Hoosier Jobs: It’s Productivity, Stupid
For immediate release (587 words)
Here is an exercise in junior-high math. It takes 100 workers 100 days to make a locomotive. The workers are paid $100 per day. What are the labor costs of the locomotive?
Answer: $1 million.
Here is a more advanced problem. Suppose another set of workers are paid $200 a day. Construct a story where it is actually cheaper to use the high-wage workers to make the locomotive.
Easy. If 60 high-wage workers can make the locomotive in 60 days the total labor costs are $720,000.
There are a number of economic lessons in these simple math exercises. A high-wage workforce can be attractive to manufacturers if, and only if, they are sufficiently productive. Second, lower productivity workers can make themselves attractive if they are willing to take lower wages. The key is to have what economists call low-unit labor costs — which incorporate the obvious interaction between wages and productivity. In the above example the high-wage workers have lower-unit labor costs.
A recent Wall Street Journal article reports that unit-labor costs in manufacturing in the United States have declined by 13 percent over the last 10 years. This is attributed to “more flexible work practices and increased automation” as well as “minimal wage growth.” In contrast unit-labor costs in manufacturing increased 2.3 percent in Germany, 15 percent in Korea and 18 percent in Canada over the same time period.
All this is of more than academic interest to manufacturing towns in Indiana, especially to my hometown of Muncie. Progress Rail, a subsidiary of Caterpillar Corporation, recently opened a locomotive production facility in Muncie. It also owns a unionized locomotive factory in Ontario, Canada. Press reports indicate that wages at the Ontario facility are around $30 an hour, while they are around $12-15 an hour in Muncie. In negotiations with the Canadians, Union Progress Rail is asking for 50 percent wage cuts as well as modification of factory work rules.
Not surprisingly the Canadian workers are appalled by the company’s request and are currently on strike: and on one level we all empathize with them. Who among us would welcome much less meekly accept our earnings being cut in half?

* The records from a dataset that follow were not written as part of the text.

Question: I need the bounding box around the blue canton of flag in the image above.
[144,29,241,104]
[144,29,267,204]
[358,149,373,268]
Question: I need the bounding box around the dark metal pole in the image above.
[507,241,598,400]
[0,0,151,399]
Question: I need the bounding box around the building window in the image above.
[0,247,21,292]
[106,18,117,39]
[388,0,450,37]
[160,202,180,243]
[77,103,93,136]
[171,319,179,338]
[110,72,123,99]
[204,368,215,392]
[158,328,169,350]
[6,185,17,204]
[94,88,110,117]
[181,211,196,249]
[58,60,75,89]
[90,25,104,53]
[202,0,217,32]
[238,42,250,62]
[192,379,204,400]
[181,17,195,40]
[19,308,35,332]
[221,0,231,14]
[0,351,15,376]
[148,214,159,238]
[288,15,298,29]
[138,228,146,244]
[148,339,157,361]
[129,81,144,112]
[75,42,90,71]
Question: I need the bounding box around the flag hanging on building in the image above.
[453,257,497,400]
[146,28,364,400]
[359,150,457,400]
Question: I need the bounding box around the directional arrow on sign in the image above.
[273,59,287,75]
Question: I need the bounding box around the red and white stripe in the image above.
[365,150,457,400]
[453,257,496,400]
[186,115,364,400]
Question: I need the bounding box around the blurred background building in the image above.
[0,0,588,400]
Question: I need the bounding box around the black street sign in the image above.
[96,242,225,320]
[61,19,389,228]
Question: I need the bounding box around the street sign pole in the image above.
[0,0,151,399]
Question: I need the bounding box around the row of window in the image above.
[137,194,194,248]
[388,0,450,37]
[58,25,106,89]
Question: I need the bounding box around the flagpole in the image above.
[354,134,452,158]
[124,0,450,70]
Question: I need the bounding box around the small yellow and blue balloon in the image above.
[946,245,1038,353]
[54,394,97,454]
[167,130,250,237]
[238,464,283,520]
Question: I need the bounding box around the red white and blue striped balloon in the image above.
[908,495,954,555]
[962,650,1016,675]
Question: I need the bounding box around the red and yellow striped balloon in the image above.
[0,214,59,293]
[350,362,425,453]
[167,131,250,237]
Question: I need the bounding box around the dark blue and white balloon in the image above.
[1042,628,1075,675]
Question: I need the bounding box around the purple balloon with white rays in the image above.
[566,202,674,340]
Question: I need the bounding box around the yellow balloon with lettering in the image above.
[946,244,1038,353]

Although I have no detailed knowledge of production and cost data at either the Canadian or the Muncie facility, nor any details on the Canadian labor negotiations, I suspect that at the end of the day employment opportunities will expand in Muncie and decline in Ontario. The irony is that a traditional union stronghold like Muncie is likely to gain jobs as Canadian union power declines. A local Muncie pundit asks, “are we stealing jobs?”

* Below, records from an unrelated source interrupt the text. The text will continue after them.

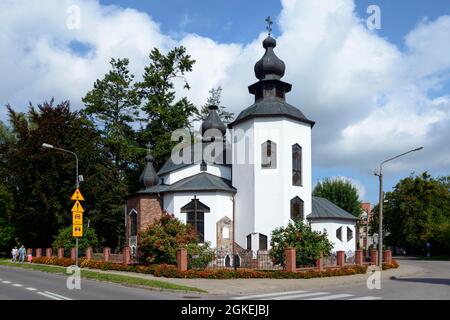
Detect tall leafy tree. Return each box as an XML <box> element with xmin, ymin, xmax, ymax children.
<box><xmin>313</xmin><ymin>178</ymin><xmax>362</xmax><ymax>217</ymax></box>
<box><xmin>196</xmin><ymin>86</ymin><xmax>234</xmax><ymax>124</ymax></box>
<box><xmin>137</xmin><ymin>46</ymin><xmax>197</xmax><ymax>168</ymax></box>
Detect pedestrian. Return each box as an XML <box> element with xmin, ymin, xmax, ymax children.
<box><xmin>19</xmin><ymin>245</ymin><xmax>26</xmax><ymax>263</ymax></box>
<box><xmin>11</xmin><ymin>247</ymin><xmax>18</xmax><ymax>262</ymax></box>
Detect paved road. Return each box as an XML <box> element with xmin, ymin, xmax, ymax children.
<box><xmin>231</xmin><ymin>259</ymin><xmax>450</xmax><ymax>300</ymax></box>
<box><xmin>0</xmin><ymin>266</ymin><xmax>199</xmax><ymax>300</ymax></box>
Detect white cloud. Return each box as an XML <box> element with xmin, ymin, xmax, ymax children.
<box><xmin>0</xmin><ymin>0</ymin><xmax>450</xmax><ymax>179</ymax></box>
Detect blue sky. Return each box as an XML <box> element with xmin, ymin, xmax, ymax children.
<box><xmin>0</xmin><ymin>0</ymin><xmax>450</xmax><ymax>203</ymax></box>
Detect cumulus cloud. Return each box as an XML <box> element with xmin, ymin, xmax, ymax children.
<box><xmin>0</xmin><ymin>0</ymin><xmax>450</xmax><ymax>178</ymax></box>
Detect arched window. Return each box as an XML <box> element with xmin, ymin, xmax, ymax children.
<box><xmin>130</xmin><ymin>210</ymin><xmax>137</xmax><ymax>237</ymax></box>
<box><xmin>261</xmin><ymin>140</ymin><xmax>277</xmax><ymax>169</ymax></box>
<box><xmin>291</xmin><ymin>197</ymin><xmax>305</xmax><ymax>220</ymax></box>
<box><xmin>292</xmin><ymin>144</ymin><xmax>303</xmax><ymax>187</ymax></box>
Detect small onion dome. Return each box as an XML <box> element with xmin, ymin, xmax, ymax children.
<box><xmin>255</xmin><ymin>36</ymin><xmax>286</xmax><ymax>80</ymax></box>
<box><xmin>139</xmin><ymin>154</ymin><xmax>159</xmax><ymax>188</ymax></box>
<box><xmin>201</xmin><ymin>105</ymin><xmax>227</xmax><ymax>136</ymax></box>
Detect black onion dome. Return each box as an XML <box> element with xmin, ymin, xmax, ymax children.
<box><xmin>255</xmin><ymin>36</ymin><xmax>286</xmax><ymax>80</ymax></box>
<box><xmin>201</xmin><ymin>105</ymin><xmax>227</xmax><ymax>136</ymax></box>
<box><xmin>139</xmin><ymin>154</ymin><xmax>159</xmax><ymax>189</ymax></box>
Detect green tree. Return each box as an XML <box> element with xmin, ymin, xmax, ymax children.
<box><xmin>372</xmin><ymin>172</ymin><xmax>450</xmax><ymax>254</ymax></box>
<box><xmin>196</xmin><ymin>86</ymin><xmax>234</xmax><ymax>124</ymax></box>
<box><xmin>313</xmin><ymin>178</ymin><xmax>362</xmax><ymax>217</ymax></box>
<box><xmin>269</xmin><ymin>220</ymin><xmax>333</xmax><ymax>266</ymax></box>
<box><xmin>52</xmin><ymin>225</ymin><xmax>99</xmax><ymax>252</ymax></box>
<box><xmin>137</xmin><ymin>47</ymin><xmax>197</xmax><ymax>168</ymax></box>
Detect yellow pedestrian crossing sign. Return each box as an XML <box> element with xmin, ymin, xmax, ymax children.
<box><xmin>70</xmin><ymin>189</ymin><xmax>84</xmax><ymax>201</ymax></box>
<box><xmin>72</xmin><ymin>224</ymin><xmax>83</xmax><ymax>237</ymax></box>
<box><xmin>72</xmin><ymin>200</ymin><xmax>84</xmax><ymax>212</ymax></box>
<box><xmin>72</xmin><ymin>212</ymin><xmax>83</xmax><ymax>225</ymax></box>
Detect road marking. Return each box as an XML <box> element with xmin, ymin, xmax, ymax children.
<box><xmin>305</xmin><ymin>293</ymin><xmax>354</xmax><ymax>300</ymax></box>
<box><xmin>38</xmin><ymin>292</ymin><xmax>62</xmax><ymax>300</ymax></box>
<box><xmin>44</xmin><ymin>291</ymin><xmax>72</xmax><ymax>300</ymax></box>
<box><xmin>232</xmin><ymin>290</ymin><xmax>308</xmax><ymax>300</ymax></box>
<box><xmin>349</xmin><ymin>296</ymin><xmax>382</xmax><ymax>300</ymax></box>
<box><xmin>273</xmin><ymin>292</ymin><xmax>330</xmax><ymax>300</ymax></box>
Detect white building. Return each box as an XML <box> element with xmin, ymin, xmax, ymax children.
<box><xmin>126</xmin><ymin>36</ymin><xmax>356</xmax><ymax>254</ymax></box>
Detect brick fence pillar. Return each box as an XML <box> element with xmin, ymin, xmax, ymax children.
<box><xmin>70</xmin><ymin>248</ymin><xmax>77</xmax><ymax>260</ymax></box>
<box><xmin>123</xmin><ymin>247</ymin><xmax>131</xmax><ymax>264</ymax></box>
<box><xmin>177</xmin><ymin>248</ymin><xmax>187</xmax><ymax>271</ymax></box>
<box><xmin>337</xmin><ymin>251</ymin><xmax>345</xmax><ymax>267</ymax></box>
<box><xmin>85</xmin><ymin>247</ymin><xmax>93</xmax><ymax>260</ymax></box>
<box><xmin>316</xmin><ymin>253</ymin><xmax>323</xmax><ymax>271</ymax></box>
<box><xmin>383</xmin><ymin>250</ymin><xmax>392</xmax><ymax>263</ymax></box>
<box><xmin>355</xmin><ymin>250</ymin><xmax>364</xmax><ymax>266</ymax></box>
<box><xmin>103</xmin><ymin>247</ymin><xmax>111</xmax><ymax>262</ymax></box>
<box><xmin>284</xmin><ymin>248</ymin><xmax>297</xmax><ymax>272</ymax></box>
<box><xmin>370</xmin><ymin>250</ymin><xmax>378</xmax><ymax>266</ymax></box>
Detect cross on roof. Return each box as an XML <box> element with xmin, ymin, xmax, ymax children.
<box><xmin>266</xmin><ymin>16</ymin><xmax>273</xmax><ymax>36</ymax></box>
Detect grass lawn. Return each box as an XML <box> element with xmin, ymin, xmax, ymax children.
<box><xmin>0</xmin><ymin>259</ymin><xmax>206</xmax><ymax>293</ymax></box>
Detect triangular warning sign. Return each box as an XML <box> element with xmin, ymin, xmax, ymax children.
<box><xmin>70</xmin><ymin>189</ymin><xmax>84</xmax><ymax>201</ymax></box>
<box><xmin>72</xmin><ymin>200</ymin><xmax>84</xmax><ymax>212</ymax></box>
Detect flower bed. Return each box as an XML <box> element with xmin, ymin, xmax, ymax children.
<box><xmin>33</xmin><ymin>257</ymin><xmax>370</xmax><ymax>279</ymax></box>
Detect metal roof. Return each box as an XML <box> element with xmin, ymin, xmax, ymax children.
<box><xmin>307</xmin><ymin>197</ymin><xmax>358</xmax><ymax>220</ymax></box>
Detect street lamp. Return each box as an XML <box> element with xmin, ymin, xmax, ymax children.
<box><xmin>42</xmin><ymin>143</ymin><xmax>80</xmax><ymax>266</ymax></box>
<box><xmin>375</xmin><ymin>146</ymin><xmax>423</xmax><ymax>268</ymax></box>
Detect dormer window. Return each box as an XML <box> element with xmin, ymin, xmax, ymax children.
<box><xmin>261</xmin><ymin>140</ymin><xmax>277</xmax><ymax>169</ymax></box>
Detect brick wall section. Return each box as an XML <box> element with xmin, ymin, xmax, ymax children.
<box><xmin>284</xmin><ymin>248</ymin><xmax>297</xmax><ymax>272</ymax></box>
<box><xmin>383</xmin><ymin>250</ymin><xmax>392</xmax><ymax>263</ymax></box>
<box><xmin>177</xmin><ymin>248</ymin><xmax>187</xmax><ymax>271</ymax></box>
<box><xmin>370</xmin><ymin>250</ymin><xmax>378</xmax><ymax>265</ymax></box>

A Hoosier enters the grocery store and faces a choice between three pounds of mealy looking Florida-grown tomatoes priced at $12 and three pounds of luscious-looking Canadian-grown tomatoes for $6. She buys the Canadian tomatoes. Did the Canadian producer “steal” a customer from the Florida producer? Just as no producer has a property right to a customer, no individual worker or collective labor pool has a right to a job outside a legally negotiated contract.

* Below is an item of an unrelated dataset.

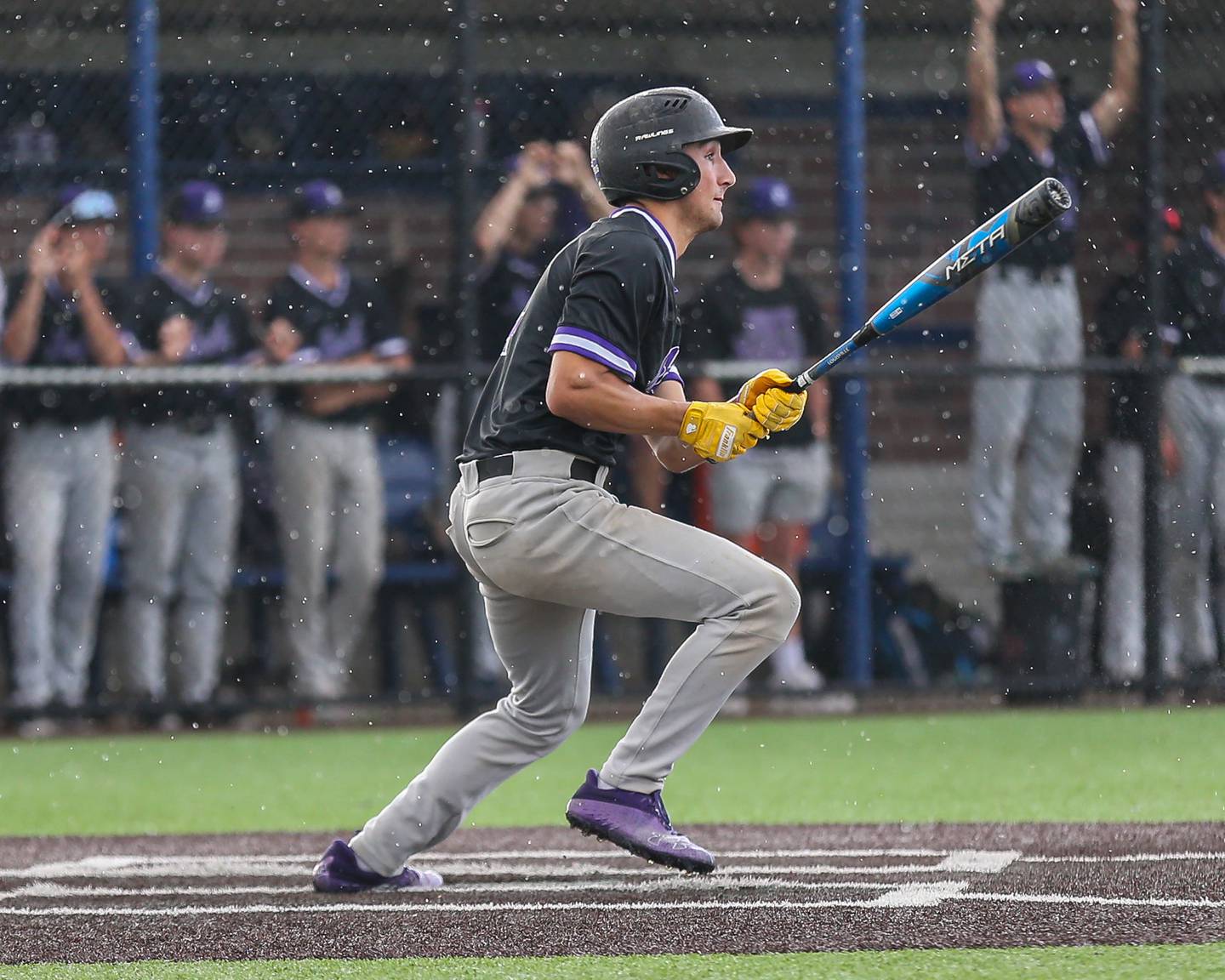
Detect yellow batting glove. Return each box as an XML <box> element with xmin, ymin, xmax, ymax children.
<box><xmin>676</xmin><ymin>402</ymin><xmax>766</xmax><ymax>463</ymax></box>
<box><xmin>736</xmin><ymin>368</ymin><xmax>791</xmax><ymax>408</ymax></box>
<box><xmin>736</xmin><ymin>368</ymin><xmax>808</xmax><ymax>432</ymax></box>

It is a stark and discomforting reality, but in the long run unit-labor costs drive job location. Simply insisting on high wages is hardly a strategy for ensuring the required level of productivity is in place to make those wages tenable. In my opinion it is not useful or enlightened to couch this as a moral issue. Rather the best we can do is encourage the development of those skills, attitudes and institutions that foster increased productivity.